We will explore the King Penguin rookeries that this area is renowned for, where hundreds and hundreds of penguins dot the landscape. Lose yourself amongst these gracious-looking creatures and ensure cameras are fully charged for this incredible wildlife spectacle - an absolute highlight of South Georgia.
You will also have the opportunity to visit the fascinating whaling museum at Grytviken, as well as pay your respects to Sir Shackleton, at his nearby grave. Originally a Norwegian sealing and whaling station, Grytviken was finally closed in 1965. Now it is the administrative centre and a hub of activity in South Georgia. The former whaling station stands as a solemn testament to the whaling days, but the museum offers much more than a whaling past. It has many of the local animals on display, as well as the island's history of exploration. As we wander around the site, skirting the ruins of factory buildings and peering into the past, we must be careful to avoid sleeping elephant seals or disturbing small groups of king penguins, as we imagine what it was like when whale processing was in full swing. Abandoned ships lie sunken alongside hundred-year-old wharfs, while pitted concrete walls remind us of the more recent Falkland's War which started here.

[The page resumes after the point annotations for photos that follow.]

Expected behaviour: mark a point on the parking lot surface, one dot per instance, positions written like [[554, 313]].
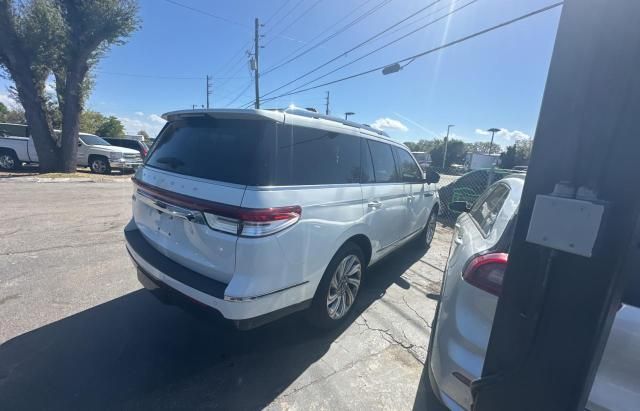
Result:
[[78, 332]]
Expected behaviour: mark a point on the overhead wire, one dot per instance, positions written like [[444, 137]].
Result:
[[426, 52]]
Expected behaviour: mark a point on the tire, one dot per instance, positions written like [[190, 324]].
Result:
[[8, 160], [343, 291], [100, 165], [426, 235]]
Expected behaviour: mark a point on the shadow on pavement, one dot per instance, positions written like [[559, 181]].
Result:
[[134, 352]]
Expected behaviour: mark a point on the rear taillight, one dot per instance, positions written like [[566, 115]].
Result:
[[245, 222], [248, 222], [487, 272]]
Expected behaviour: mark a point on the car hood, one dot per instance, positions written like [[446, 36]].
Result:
[[115, 149]]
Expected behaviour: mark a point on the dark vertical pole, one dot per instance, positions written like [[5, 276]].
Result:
[[556, 309], [327, 104], [257, 60]]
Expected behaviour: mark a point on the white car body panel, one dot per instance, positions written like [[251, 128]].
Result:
[[466, 317]]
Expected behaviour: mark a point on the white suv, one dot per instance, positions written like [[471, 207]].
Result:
[[259, 213]]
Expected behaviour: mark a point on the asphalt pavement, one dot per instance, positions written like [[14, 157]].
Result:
[[78, 332]]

Between South Georgia and the Falkland Islands (Malvinas), you will be entranced by the ceaseless flight of the many seabirds that follow our wake, skilfully using the air currents created by the ship to gain momentum. On this leg, we are usually travelling into the prevailing weather so it is difficult to estimate our arrival time in the Falkland Islands. Our lecture program will continue and highlight all of the amazing sights we have witnessed over the past few days. We'll have ample time to enjoy the rest of our time observing the seabirds, whale watching from the bridge, or simply relaxing in the bar with a book.
If time and weather conditions permit, we could pass close to Shag Rocks, a fascinating group of jagged rocky islets protruding from the sea, in the proximity of South Georgia.
We continue to cross the Scotia Sea and edge closer to the Falkland Islands.
Located 477 kilometres east of southern Argentina, the Falkland Islands are a unique mix of wildlife hotspot and inhabited outpost. An archipelago of over 700 islands but consisting of two main islands, East and West, only seven of the islands are inhabited. The cold, nutrient-rich waters surrounding the islands makes them a prime location for marine life, including seabirds and seals. Our time in the Falkland Islands includes a short walk from Stanley town.
You may choose to spend the sea days returning to Ushuaia editing your photos, enjoying the onboard facilities, or listening to an informative lecture.
During the early morning, we cruise up the Beagle Channel, before quietly slipping into dock in Ushuaia, where we will be free to disembark around 8.00 am. Bid farewell to your expedition team and fellow passengers, before you continue on with your onward journey. A transfer is included to either downtown Ushuaia or to the airport, depending on your onward arrangements.